Hi, thanks for your interest! Can you say more about what you're looking for?

We currently make all checkpoints (every 1k steps) available in Huggingface format in the repositories on the HF Hub: https://huggingface.co/EleutherAI/pythia-70m/tree/step103000 for example stores the 70m, step 103000 (and likewise for Pythia-12b and Pythia-7b).

If there is some analysis you want to do that requires either retraining or examining the optimizer states, more than happy to upload specific checkpoints upon request! However, we likely would not be able to upload every NeoX checkpoint + optimizer state to Huggingface due to storage constraints (optimizer states cause storage requirements to at least 6x). Does what you intend to do require the non-HF models?

haileyschoelkopf commented 1 year ago

Closing because we have HF-format models already public! Please don't hesitate to reopen if you need optimizer states or anything else. :)

jiahai-feng commented 7 months ago

Hi Hailey,

Not the OP, but I am in fact wondering if I could have access to the optimizer states.
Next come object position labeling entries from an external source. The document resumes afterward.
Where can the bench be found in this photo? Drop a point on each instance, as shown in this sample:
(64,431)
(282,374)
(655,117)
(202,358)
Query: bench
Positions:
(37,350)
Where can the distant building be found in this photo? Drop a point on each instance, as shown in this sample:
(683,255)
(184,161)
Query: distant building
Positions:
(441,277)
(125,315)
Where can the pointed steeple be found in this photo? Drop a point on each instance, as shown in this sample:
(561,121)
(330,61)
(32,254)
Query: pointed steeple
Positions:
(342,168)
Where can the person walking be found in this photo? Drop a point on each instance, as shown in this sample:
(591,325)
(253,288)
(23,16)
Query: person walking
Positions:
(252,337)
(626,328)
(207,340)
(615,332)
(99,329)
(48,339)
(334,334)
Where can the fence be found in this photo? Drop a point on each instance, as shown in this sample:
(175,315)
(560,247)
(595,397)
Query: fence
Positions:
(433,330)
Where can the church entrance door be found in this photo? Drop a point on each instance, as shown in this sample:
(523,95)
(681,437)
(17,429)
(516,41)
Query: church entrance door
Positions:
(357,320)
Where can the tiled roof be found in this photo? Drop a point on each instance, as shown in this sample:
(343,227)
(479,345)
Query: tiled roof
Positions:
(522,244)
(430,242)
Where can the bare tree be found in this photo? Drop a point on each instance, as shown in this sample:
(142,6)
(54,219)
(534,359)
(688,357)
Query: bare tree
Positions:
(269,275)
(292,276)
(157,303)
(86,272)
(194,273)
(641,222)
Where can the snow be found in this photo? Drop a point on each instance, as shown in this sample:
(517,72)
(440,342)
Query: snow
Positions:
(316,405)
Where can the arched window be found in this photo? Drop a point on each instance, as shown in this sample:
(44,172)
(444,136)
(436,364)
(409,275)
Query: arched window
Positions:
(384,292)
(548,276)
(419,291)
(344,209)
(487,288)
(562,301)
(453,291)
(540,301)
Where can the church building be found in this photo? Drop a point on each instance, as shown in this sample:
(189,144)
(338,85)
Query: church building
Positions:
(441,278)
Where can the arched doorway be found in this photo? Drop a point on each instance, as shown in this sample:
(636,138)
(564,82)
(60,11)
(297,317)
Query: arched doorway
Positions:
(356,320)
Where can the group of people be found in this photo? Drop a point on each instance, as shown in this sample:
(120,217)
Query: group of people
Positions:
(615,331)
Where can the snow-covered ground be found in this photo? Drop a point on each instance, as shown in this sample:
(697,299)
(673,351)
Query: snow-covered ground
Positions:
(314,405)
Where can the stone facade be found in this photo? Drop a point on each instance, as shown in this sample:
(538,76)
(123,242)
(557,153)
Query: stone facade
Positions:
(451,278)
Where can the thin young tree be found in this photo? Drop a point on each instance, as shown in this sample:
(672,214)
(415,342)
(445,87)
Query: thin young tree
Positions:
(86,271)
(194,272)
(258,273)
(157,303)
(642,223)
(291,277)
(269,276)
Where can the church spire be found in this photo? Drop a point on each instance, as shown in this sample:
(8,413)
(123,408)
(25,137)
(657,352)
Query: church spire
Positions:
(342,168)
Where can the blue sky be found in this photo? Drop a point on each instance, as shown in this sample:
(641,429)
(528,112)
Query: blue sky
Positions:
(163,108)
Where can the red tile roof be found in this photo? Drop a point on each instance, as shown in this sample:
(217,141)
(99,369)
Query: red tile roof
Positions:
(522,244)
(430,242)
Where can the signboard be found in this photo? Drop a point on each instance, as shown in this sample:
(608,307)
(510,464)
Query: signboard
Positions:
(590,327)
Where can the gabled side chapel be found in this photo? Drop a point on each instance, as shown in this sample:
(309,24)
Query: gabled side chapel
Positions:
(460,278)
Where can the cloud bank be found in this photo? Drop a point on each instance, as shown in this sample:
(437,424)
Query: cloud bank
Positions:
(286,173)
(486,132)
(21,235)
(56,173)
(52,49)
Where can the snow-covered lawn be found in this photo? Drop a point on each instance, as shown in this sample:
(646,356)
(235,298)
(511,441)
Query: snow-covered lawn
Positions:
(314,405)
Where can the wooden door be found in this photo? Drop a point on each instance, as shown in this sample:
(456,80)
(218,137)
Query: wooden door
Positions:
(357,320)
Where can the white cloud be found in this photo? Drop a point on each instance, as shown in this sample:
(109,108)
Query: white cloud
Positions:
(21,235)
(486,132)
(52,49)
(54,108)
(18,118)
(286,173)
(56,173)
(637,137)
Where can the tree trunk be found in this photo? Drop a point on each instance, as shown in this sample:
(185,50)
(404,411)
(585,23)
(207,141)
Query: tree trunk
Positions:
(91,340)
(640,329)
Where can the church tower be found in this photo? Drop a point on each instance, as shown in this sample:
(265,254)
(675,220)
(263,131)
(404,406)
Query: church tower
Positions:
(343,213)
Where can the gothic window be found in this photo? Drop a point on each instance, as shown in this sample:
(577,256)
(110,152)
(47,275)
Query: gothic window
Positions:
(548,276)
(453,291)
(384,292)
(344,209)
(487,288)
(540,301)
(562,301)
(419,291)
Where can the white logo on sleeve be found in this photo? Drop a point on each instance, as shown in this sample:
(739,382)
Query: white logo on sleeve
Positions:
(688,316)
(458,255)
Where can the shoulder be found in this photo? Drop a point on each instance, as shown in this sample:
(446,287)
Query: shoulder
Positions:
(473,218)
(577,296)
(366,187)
Having the optimizer state for the last checkpoint will be the most helpful, and having the optimizer states for ~10 evenly spaced checkpoints throughout training will be more than sufficient for me.

haileyschoelkopf commented 7 months ago

Hi @jiahai-feng , yes, I can get these uploaded for you this week!

haileyschoelkopf commented 7 months ago

Hi @jiahai-feng I've uploaded all optim states to neox-ckpt-pythia-160m-v1 and likewise for 160m-deduped! Will continue uploading more models' checkpoints.